Aqueduct Union Deal Bodes Well for Upstate Casino Jobs
Contracts negotiated by the New York Hotel and Motel Trades Council at Resorts World’s Aqueduct racino in Queens are an encouraging sign for high wages at casinos slated for the Albany area. The state Gaming Commission is requiring bidders for casino licenses to open their facilities to union organizing and to make project-labor agreements to pay prevailing wages when constructing them. While workers’ salaries at the new casinos probably won’t be as high as those in New York City, there’s a strong chance that they will average more than $40,000 a year. The casino license applications are due June 30.

Jewish-School Teachers Running Out of Options to Save Union
Teachers at two Jewish elementary schools in the Philadelphia suburbs are running out of options to prevent management from ending their union recognition. The Perelman Jewish Day School board told teachers in March that it would no longer recognize their American Federation of Teachers representation after the contract expires on Aug. 31. “The brunt of Jewish law is on the side of the workers and on the side of the unions,” Rabbi Jill Jacobs, head of T’ruah, a rabbinical human-rights organization, explained at a June 18 meeting. The school board is ignoring that, and it also claims that private religious schools are exempt from federal collective-bargaining laws. The AFT has filed several unfair-practices complaints with the National Labor Relations Board.

NLRB Asks for Revote at Oklahoma Chicken Plant
The National Labor Relations Board has asked OK Foods to let maintenance and refrigeration workers at its chicken-processing plant in Heavener, Oklahoma vote again on whether to join United Food and Commercial Workers Union Local 1000. The union narrowly lost a vote May 1, but alleged that the company had denied wage increases, benefits, and retroactive pay to workers engaged in union activities. In a June 20 letter, NLRB Region 14 in Overland Park, Kansas asked OK Foods to settle voluntarily or face formal charges. “We’ve concluded there was enough evidence,” said NLRB regional director Dan Hubbel.

Sharpton Calls for Healing at Jewish Labor Committee
“We that have done things that has led to the division of blacks and Jews have to work vigorously to heal the wounds,” the Rev. Al Sharpton said at the Jewish Labor Committee’s annual Human Rights Awards Dinner in New York June 19. JLC president Stuart Appelbaum, who also heads the Retail, Wholesale and Department Store Union, said the group decided to invite Sharpton to help “re-establish the relationship that motivated us for so many decades,” such as in the civil-rights movement. The group honored Lee Saunders, president of the American Federation of State, County and Municipal Employees, and Teamsters international vice president at-large George Miranda.

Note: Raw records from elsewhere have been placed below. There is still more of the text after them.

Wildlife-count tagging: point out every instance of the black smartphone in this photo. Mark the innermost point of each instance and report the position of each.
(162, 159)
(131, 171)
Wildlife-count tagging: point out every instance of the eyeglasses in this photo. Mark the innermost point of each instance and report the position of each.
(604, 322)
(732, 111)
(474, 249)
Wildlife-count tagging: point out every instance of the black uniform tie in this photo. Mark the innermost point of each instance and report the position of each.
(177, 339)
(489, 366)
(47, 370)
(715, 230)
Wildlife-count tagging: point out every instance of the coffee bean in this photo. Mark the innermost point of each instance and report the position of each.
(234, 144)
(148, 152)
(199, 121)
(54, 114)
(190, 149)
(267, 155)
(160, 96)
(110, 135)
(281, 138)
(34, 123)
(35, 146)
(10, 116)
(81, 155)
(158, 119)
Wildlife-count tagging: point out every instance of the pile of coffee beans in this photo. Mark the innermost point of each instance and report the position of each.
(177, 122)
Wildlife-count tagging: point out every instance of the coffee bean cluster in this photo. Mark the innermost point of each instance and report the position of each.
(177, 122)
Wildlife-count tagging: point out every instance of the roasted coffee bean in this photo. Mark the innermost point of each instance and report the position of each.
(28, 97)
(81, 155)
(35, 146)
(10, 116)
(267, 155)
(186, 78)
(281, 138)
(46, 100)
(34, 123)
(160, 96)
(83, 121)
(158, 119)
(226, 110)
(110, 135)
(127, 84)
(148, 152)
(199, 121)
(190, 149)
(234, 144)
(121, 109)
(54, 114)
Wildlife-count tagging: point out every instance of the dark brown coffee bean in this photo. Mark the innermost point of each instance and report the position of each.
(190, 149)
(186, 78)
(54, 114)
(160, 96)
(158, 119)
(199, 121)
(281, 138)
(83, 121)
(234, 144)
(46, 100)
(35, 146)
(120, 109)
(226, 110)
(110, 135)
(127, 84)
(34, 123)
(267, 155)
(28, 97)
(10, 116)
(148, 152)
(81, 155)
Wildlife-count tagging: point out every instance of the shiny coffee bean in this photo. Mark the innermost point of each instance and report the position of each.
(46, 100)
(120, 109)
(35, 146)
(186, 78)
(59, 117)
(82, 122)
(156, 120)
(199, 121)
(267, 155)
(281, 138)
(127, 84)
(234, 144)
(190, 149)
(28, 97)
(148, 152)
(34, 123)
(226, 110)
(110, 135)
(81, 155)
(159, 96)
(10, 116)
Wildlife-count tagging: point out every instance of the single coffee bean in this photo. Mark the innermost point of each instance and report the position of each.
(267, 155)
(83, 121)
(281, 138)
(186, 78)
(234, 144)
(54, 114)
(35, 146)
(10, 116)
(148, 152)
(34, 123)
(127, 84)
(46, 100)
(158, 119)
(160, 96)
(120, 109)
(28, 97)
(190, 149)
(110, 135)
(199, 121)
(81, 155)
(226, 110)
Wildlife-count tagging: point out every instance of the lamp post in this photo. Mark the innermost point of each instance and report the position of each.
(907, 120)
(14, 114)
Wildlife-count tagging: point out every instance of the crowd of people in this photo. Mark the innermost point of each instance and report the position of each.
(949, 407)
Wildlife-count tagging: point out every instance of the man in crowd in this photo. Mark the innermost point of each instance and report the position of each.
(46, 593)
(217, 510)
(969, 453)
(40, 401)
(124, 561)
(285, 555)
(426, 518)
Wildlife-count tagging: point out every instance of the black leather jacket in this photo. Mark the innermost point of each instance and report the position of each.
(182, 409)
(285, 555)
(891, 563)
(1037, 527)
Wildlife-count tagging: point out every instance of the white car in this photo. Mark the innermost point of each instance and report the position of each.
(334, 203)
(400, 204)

Neutrality Agreements Help UAW Organize
Getting neutrality agreements from employers has helped the United Auto Workers organize workers at a bus factory in Tulsa, Oklahoma and graduate-student employees at several universities. Since 2009, nine of every 10 new UAW members have come from elections in which management did not actively oppose the organizing effort, the union said earlier this month. Peter Barker, a retired regional director at the National Labor Relations Board, says the UAW’s relationships with GM, Ford and Chrysler helped it win neutrality agreements elsewhere in the industry because “the Detroit Three wanted to make sure their auto suppliers were not going to have labor problems if there was an organizing drive going on.” But neutrality remains the exception when most employers are hostile to unions, especially in the South.